Now consider: $\underset{\mathfrak f \in \mathcal F}{\operatorname{sup}} | \frac{1}{n} \sum_{i=1}^n \sigma_i^k \mathfrak f(x_i) |$, which is not so different from solving the problem:
$\underset{\mathfrak f \in \mathcal F}{\operatorname{max}} \frac{1}{n} \sum_{i=1}^n y_i \mathfrak f(x_i)$, but is as difficult as ERM.

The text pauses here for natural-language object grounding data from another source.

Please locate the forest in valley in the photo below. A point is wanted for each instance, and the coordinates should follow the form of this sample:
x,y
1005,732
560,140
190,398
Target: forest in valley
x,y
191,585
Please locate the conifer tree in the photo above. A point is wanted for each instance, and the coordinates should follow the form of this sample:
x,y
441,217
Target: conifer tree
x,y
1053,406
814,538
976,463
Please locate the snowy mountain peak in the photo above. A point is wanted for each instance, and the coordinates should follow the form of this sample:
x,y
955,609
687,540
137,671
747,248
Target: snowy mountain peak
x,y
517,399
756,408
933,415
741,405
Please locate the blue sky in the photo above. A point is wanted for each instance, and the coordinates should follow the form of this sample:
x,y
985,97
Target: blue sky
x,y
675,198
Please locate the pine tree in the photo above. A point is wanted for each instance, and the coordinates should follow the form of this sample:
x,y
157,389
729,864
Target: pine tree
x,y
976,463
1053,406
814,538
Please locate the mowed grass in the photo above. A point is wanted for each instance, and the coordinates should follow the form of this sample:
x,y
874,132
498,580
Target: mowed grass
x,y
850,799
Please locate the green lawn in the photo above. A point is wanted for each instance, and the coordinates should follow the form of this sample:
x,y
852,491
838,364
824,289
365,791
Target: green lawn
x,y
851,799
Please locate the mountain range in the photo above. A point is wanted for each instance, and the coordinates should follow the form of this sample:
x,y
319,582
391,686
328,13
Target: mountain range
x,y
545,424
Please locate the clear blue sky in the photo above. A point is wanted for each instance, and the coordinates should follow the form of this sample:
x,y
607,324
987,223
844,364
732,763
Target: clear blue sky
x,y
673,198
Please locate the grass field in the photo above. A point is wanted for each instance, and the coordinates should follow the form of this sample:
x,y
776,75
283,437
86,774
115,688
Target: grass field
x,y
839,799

$\tilde{Rad}_n(\mathcal F)_k := \underset{\mathfrak f \in \mathcal F}{\operatorname{sup}} | \frac{1}{n} \sum_{i=1}^n \sigma_i^k \mathfrak f(x_i) |$. By doing this, we produce: $\tilde{Rad}_n(\mathcal F)_1, \cdots, \tilde{Rad}_n(\mathcal F)_K$. Therefore, by LLN, CLT, Concentration Inequalities, we can study how big $\frac{1}{K} \sum_{k=1}^K \tilde{Rad}_n(\mathcal F)_k - \tilde{Rad}_n(\mathcal F)$ is (Concentration Ineqs as a function of $K$).